# Off to Ukraine



## flpat (Sep 28, 2019)

One of the members of our Needlecraft club is heading over to Poland to help with the refugee children. She asked for some knitted toys to bring along...here is my contribution all ready to go


----------



## StitchNStash (9 mo ago)

Well done, and the perfect gift! The poor children caught up in this awful war need something to hug!


----------



## Nanknit (Mar 2, 2013)

flpat said:


> One of the members of our Needlecraft club is heading over to Poland to help with the refugee children. She asked for some knitted toys to bring along...here is my contribution all ready to go
> View attachment 1229627


They are so cute and I’m sure the young ones will find they give great comfort. Such a kind gesture on your part.
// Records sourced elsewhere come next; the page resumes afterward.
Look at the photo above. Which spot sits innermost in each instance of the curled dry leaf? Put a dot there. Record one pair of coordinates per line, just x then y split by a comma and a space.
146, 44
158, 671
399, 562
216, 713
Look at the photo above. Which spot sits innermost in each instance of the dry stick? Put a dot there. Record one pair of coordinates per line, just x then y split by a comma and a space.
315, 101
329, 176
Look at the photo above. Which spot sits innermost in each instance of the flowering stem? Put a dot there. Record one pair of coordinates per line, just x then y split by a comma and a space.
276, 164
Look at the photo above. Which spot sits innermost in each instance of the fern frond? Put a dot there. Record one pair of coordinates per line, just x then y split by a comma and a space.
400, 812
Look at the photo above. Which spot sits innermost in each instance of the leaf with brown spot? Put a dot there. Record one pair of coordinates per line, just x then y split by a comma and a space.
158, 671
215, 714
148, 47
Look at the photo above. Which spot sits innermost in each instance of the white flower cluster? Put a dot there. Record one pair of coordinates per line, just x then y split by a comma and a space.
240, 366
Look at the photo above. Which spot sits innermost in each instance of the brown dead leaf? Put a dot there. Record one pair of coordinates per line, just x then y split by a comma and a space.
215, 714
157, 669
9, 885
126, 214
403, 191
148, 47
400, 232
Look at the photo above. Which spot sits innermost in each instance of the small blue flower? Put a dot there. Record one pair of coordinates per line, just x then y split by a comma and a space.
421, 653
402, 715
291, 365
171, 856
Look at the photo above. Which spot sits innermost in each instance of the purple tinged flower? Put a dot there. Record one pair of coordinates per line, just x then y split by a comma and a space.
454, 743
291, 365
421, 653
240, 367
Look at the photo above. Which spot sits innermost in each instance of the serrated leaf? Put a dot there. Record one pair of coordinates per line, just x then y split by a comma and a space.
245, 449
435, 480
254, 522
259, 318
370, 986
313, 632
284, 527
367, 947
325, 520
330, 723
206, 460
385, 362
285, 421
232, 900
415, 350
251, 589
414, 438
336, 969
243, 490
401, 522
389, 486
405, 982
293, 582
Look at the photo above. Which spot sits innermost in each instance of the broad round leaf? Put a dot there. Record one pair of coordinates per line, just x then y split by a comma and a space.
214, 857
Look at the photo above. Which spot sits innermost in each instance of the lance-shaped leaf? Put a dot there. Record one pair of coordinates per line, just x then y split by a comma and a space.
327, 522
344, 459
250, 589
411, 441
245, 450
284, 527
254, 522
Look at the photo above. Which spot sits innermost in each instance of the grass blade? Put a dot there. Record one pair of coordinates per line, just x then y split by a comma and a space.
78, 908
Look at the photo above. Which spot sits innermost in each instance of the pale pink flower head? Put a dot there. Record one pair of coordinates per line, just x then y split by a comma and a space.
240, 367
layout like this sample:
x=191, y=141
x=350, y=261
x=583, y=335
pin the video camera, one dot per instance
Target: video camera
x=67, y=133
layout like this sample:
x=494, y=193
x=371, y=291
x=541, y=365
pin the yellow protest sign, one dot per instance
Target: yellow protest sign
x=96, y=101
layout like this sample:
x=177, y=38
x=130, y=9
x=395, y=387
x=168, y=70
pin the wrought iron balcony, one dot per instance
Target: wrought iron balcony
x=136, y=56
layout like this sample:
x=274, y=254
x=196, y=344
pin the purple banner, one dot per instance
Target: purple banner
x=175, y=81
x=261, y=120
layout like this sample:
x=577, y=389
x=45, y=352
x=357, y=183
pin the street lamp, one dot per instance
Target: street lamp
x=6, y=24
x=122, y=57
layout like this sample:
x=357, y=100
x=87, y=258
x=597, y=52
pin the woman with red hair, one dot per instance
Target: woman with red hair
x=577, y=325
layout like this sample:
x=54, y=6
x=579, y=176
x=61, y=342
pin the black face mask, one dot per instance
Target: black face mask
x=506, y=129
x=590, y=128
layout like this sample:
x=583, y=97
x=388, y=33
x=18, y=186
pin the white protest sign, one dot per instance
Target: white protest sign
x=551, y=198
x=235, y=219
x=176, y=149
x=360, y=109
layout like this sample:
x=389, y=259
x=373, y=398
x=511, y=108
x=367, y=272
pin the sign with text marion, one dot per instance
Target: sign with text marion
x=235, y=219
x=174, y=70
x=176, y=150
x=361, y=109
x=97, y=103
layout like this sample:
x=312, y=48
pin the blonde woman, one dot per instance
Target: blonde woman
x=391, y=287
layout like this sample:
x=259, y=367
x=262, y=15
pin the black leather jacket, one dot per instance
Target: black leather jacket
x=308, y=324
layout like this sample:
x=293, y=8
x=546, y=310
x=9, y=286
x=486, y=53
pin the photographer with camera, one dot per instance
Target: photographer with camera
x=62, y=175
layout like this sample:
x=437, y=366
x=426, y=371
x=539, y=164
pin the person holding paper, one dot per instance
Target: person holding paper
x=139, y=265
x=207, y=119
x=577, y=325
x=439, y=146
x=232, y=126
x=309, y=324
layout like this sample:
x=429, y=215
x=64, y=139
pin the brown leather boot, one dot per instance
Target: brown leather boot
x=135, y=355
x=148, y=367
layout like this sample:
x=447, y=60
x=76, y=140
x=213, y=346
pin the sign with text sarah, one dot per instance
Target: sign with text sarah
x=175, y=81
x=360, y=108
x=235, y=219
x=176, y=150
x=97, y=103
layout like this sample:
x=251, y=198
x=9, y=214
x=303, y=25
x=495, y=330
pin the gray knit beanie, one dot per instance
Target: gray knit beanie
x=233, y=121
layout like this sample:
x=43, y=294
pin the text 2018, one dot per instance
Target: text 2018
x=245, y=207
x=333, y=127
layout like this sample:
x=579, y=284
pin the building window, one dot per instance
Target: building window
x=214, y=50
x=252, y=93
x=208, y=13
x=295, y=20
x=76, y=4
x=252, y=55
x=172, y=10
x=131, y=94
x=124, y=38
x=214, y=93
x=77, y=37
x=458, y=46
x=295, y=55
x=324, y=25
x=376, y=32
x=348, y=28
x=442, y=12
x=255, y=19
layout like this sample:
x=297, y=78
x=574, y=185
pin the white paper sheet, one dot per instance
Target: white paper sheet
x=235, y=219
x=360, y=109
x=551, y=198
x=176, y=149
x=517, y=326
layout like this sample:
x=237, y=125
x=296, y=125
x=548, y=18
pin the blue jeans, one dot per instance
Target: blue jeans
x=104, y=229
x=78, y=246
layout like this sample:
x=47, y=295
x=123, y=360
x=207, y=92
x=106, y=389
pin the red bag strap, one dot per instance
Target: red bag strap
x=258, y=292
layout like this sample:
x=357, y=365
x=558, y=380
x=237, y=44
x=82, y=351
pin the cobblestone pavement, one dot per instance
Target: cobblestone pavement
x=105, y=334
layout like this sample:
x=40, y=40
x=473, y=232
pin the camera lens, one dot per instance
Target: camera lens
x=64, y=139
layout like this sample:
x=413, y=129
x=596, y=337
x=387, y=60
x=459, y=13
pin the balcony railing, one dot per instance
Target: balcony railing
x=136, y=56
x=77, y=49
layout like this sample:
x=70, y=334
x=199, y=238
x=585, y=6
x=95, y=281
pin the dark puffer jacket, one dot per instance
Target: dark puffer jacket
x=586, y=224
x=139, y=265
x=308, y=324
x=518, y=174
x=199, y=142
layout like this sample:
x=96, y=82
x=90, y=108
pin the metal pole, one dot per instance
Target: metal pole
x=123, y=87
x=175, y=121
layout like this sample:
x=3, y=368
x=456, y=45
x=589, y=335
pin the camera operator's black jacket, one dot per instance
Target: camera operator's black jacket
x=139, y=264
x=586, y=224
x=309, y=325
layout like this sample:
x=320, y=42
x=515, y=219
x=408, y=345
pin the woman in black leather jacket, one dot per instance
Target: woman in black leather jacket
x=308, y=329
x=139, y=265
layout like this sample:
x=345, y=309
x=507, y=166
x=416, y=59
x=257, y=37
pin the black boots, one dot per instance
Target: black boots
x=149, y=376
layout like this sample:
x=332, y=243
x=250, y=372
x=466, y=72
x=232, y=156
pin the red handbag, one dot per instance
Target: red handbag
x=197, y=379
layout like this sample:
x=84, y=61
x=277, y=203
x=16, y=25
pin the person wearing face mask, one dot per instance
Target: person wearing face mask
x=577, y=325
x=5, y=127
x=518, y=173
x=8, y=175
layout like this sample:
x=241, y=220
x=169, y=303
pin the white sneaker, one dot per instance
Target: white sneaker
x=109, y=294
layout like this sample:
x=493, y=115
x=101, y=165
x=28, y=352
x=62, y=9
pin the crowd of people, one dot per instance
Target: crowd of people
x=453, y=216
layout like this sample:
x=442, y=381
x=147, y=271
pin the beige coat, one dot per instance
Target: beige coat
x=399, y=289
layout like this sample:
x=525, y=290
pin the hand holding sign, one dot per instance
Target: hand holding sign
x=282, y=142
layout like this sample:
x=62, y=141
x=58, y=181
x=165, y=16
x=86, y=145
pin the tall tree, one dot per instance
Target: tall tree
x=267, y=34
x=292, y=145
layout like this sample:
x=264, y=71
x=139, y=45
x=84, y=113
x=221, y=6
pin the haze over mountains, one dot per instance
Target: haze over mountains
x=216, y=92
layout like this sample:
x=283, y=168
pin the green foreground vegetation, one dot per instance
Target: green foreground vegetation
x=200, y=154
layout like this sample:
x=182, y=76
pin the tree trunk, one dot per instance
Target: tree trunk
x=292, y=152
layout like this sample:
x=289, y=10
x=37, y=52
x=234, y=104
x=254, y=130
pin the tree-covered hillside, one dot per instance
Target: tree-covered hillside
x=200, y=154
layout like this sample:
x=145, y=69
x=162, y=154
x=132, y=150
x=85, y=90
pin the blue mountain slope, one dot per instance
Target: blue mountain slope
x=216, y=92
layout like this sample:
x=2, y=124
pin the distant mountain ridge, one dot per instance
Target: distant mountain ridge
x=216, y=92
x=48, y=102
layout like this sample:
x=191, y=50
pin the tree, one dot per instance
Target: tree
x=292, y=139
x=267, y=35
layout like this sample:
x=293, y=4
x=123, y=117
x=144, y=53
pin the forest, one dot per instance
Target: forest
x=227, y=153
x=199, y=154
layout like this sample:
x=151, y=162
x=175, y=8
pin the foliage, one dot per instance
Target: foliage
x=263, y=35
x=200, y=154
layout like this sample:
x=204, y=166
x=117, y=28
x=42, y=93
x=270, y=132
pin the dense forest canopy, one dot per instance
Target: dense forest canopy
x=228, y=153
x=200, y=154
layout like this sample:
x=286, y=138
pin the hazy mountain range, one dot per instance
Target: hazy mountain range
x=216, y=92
Jen.


----------



## flpat (Sep 28, 2019)

We had to keep them small, she is going to put them in her suitcase. We will be giving her as many as she can take. Wish we could do more but shipping costs from Florida are ridiculous.


----------



## Maureen Therese (Dec 31, 2014)

I am sure these cuddly toys will bring great comfort to whoever is lucky enough to receive them.


----------



## JoRae (Feb 5, 2013)

What a wonderful thing to do. Bless her and you as well as those helping.


----------



## Mitch (Apr 4, 2011)

They will make some children very happy…….Bless you!


----------



## harter0310 (Nov 13, 2012)

Those are really cute and I'm sure they will be much appreciated.


----------



## Maltova (Jun 24, 2014)

flpat said:


> One of the members of our Needlecraft club is heading over to Poland to help with the refugee children. She asked for some knitted toys to bring along...here is my contribution all ready to go
> View attachment 1229627


Very cute! Lovely work


----------



## jojo111 (Aug 2, 2014)

flpat said:


> One of the members of our Needlecraft club is heading over to Poland to help with the refugee children. She asked for some knitted toys to bring along...here is my contribution all ready to go
> View attachment 1229627


Lovely little dolls and what a good thing to do.


----------



## rosemarya (May 25, 2013)

They look so soft and cuddly!


----------



## mrskowalski (Jun 4, 2015)

Adorable!


----------



## LEE1313 (Jan 25, 2011)

Super cute ! Thanks for helping the kiddo's.
Such a SAD time for them tight now. All I can do is PRAY for all of them.
Seeing them on the news breaks my heart. They should be in their home eating Cheerios and playing with their Mom and Dad... not fleeing for their lives.


----------



## LucyinCanada (Oct 24, 2012)

That is so kind and thoughtful. Your toys are adorable and sure to bring comfort to some children.


----------



## pattibe45 (9 mo ago)

flpat said:


> One of the members of our Needlecraft club is heading over to Poland to help with the refugee children. She asked for some knitted toys to bring along...here is my contribution all ready to go
> View attachment 1229627


Wonderful. So sad what is going on over there


----------



## JudithKnits (Sep 28, 2017)

What appealing little dolls. Sue to bring a smile.


----------



## Jimmy'swife (Nov 9, 2013)

Cute toys.


----------



## KnitterNatalie (Feb 20, 2011)

flpat said:


> One of the members of our Needlecraft club is heading over to Poland to help with the refugee children. She asked for some knitted toys to bring along...here is my contribution all ready to go
> View attachment 1229627


They're darling!


----------



## Grannie Sandy (Jan 13, 2014)

May the Good Lord protect you and all those who are helping the refugees. One of the pastors from our retirement community is serving in Poland this week as a dental assistant volunteer. Please keep Lisa H. in your prayers too.


----------



## sbeth53 (Mar 29, 2011)

So cute and sure to bring comfort and smiles.


----------



## blackat99 (Nov 4, 2011)

Lovely work!


----------



## jojo111 (Aug 2, 2014)

flpat said:


> One of the members of our Needlecraft club is heading over to Poland to help with the refugee children. She asked for some knitted toys to bring along...here is my contribution all ready to go
> View attachment 1229627


Great work for such a good cause. I hope they bring contentment to some little ones.


----------



## Londonlady (Aug 22, 2017)

My Grandson is 4.5 and still has his favourite cuddly/comfort toys. I am sure the young refugee children in Poland will find comfort when it is needed most from the gorgeous little toys your friend is taking with her.


----------